Christine (not her real name) is very capable but she cannot work so she is also at risk of social isolation and financial hardship. She lives by herself and cooks and cleans for herself but she doesn’t like to sit at home on her own all day.

She benefits from monthly face-to-face support from a family adviser and telephone support once a week. She uses this support for help with forms and benefits, challenging social care decisions, getting support at meetings and for developing strategies to cope with anxiety. This is hugely important as anxiety can be a real barrier to accessing services.

Christine enjoys being in the fresh air and her family adviser also helps her access and enjoy attending clubs, events and activities – both those run by Reading Mencap and in the community.

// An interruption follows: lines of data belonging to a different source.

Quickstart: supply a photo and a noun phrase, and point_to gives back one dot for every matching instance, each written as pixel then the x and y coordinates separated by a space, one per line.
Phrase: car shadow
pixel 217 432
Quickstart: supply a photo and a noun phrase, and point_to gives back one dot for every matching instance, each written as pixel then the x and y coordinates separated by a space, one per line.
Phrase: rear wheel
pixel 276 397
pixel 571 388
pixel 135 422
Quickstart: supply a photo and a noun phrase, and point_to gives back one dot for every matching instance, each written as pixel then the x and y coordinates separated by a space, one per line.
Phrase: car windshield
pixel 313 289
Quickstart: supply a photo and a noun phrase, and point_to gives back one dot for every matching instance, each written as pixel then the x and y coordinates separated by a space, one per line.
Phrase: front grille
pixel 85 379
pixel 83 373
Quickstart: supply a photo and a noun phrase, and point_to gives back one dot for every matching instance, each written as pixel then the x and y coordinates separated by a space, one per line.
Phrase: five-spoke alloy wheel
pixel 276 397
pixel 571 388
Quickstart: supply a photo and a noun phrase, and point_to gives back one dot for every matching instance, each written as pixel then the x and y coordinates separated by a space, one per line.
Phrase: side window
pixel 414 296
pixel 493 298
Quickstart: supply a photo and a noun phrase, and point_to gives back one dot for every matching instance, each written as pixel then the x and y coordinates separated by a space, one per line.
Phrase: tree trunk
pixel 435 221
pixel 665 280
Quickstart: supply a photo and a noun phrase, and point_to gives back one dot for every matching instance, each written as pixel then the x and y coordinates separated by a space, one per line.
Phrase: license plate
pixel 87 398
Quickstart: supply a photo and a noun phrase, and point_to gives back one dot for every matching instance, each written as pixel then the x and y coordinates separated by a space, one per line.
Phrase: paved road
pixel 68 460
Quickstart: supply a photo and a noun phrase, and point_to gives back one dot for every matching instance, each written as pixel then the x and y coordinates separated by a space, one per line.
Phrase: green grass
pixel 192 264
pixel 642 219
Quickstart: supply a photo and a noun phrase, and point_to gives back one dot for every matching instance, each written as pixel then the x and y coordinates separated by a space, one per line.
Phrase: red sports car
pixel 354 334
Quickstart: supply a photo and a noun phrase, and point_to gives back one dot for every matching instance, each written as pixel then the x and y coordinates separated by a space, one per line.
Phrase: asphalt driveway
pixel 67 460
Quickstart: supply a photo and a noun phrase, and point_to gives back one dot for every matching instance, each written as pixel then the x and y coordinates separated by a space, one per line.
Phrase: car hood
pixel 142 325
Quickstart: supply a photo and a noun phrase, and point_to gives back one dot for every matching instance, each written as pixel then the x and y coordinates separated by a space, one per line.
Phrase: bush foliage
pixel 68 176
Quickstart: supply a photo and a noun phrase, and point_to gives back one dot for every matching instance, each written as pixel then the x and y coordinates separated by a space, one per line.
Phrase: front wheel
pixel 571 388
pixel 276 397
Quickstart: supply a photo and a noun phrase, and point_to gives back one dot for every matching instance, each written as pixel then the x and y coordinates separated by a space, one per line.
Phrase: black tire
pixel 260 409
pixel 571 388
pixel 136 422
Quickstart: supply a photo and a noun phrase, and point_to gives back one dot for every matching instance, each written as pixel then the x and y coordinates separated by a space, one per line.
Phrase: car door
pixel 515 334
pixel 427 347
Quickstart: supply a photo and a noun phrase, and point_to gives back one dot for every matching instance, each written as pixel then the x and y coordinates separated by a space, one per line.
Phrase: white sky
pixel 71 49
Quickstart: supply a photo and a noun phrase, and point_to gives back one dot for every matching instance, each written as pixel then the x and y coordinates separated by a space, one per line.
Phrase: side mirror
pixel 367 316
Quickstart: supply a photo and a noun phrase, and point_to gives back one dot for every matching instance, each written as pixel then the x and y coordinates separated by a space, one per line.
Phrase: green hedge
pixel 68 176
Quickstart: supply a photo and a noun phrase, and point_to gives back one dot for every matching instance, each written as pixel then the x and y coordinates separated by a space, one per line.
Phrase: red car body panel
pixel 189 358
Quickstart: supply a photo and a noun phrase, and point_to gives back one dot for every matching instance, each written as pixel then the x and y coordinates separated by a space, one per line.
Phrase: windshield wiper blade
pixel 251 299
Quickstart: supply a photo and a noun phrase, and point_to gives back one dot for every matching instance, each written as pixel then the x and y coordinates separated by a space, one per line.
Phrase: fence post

When she attends clubs, Christine can sometimes misread situations and the intentions of other people, which can lead her into conflict. She can also sometimes become distressed by the noise and ‘busyness’ of the clubs. One-to-one support from her family adviser helps her to manage her anxiety and she has learnt to recognise the triggers and use strategies to help her overcome her concerns.

Christine said: “I’d feel lost if I couldn’t come to Reading Mencap. I think it’s very good. It has helped me have experience of cooking and volunteering to help other people.

“I like the friendly people. They are always polite and helpful.”